Open source software is embraced irreversibly. The software industry as a whole is now realizing that a shared commitment is to be given to improve the state of reliability of open source software, the software used by all of us. Leading software companies are already contributing to the common good of improving reliability of open source.
Thinking Software, Inc. (TSI)'s solution is a new type of social network, this time around - a “social network of computers”, each contributing to the common good of the world’s open source software reliability. This solution is free for the open source community.
The success of collective work of programmers is well exampled by the popularity of GitHub (“Facebook for geeks”). Just imagine now, how in contrast, a "social network of computers" - that do not make cognitive mistakes and do not stop for coffee breaks – is even much more effective. Thinking Software, Inc. is introducing precisely this technology and solution.

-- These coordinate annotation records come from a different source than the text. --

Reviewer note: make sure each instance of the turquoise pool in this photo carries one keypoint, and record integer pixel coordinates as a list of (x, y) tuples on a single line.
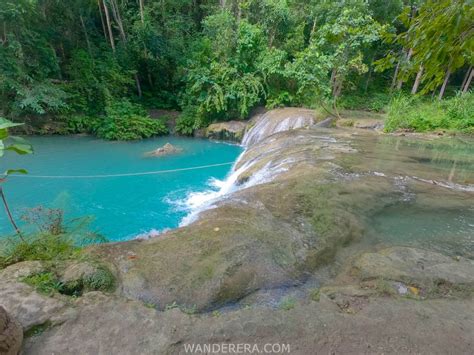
[(121, 207)]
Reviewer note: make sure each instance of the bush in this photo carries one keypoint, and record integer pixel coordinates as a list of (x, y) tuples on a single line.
[(185, 125), (52, 240), (421, 115), (82, 124), (375, 102), (127, 121)]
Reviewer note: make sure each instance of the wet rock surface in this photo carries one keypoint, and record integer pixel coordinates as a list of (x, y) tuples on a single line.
[(231, 130), (24, 303), (167, 149), (11, 334), (112, 325), (291, 256), (401, 263)]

http://www.thinkingsoftware.com/
Traditional technology of "static program analysis" is still useful but very limited and not sufficient on its own. Dynamic code analyzer from Thinking Software Inc. is to help the reliability of any software. Software is a dynamic entity, and its value, and its faults, can be completely realized only when it runs.
“Exhaustive testing” does not exist. See the proof in a quote below, showing how one management official was using the term “Exhaustive test” without understanding that it is, in fact, not feasible. The following was said after the well-publicized incident of “2003 Northeastern Power Blackout” resulting in affected areas being out of power for nearly two days, eleven fatalities and over six billion dollars in damages:
"We test exhaustively, we test with third parties, and we had in excess of three million online operational hours in which nothing had ever exercised that bug. I'm not sure that more testing would have revealed that. Unfortunately, that's kind of the nature of software... you may never find the problem." - Manager of Commercial Solutions at GE Energy.
Other well-publicized examples: Mars Rove Communications failures, losses of lives by radiation overdose, Facebook IPO glitch and many more.
Traditional “exhaustive testing” is “wishful thinking”. Thinking Software, Inc. will go on the record in saying that believing that any software is verifiably correct after the formal testing cycle is “wishful thinking”. The real world is testing our applications all the time. And we believe that TSI’s solution of “constant program understanding” is more appropriate.
Long live open source! And long live dynamic code analysis!